Five-Ring Circus

Twitter Campaign Turns London Eye Into Olympic-Sized Mood Ring

London Eye
The London Eye’s Twitter-fueled Olympics light show.

Photo by WILL OLIVER/AFP/GettyImages

If you want to know how people are feeling about the 2012 Olympic Games, just watch that giant Ferris wheel that looms over the River Thames in London. Once a night, the London Eye will light up in a pattern that reflects the prevailing sentiment about the games among Twitter users that day. Positive tweets will turn the thing yellow, negative ones purple.

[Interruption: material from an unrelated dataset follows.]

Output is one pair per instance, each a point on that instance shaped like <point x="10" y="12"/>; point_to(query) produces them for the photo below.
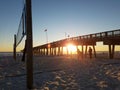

If it sounds like an epic MIT student prank crossed with a bizarre corporate social media campaign, that’s because that’s pretty much what it is. EDF Energy, a major UK energy company and sponsor of the London Eye, hired a team of MIT engineers to develop an algorithm that scans Olympics-related tweets and assigns them points based on the intensity of positive or negative sentiment expressed therein. If the tweets are, say, 75 percent positive, the London Eye will turn 75 percent yellow.  

How does it know what tweets are positive? According to the Telegraph, the algorithm checks the tweets against a library of some 2,750 words and phrases, including emoticons and non-standard English expressions like “omg” and, uh, “totes amazeballs.” Punctuation marks and intensifiers like “very” get factored in as well.

Given all of the snafus that have surfaced in the weeks leading up to the games, you’d think purple might predominate, at least until the actual events begin. But so far yellow has seemed to have the upper hand. (The light shows actually began Thursday night—you can watch them online here or here.)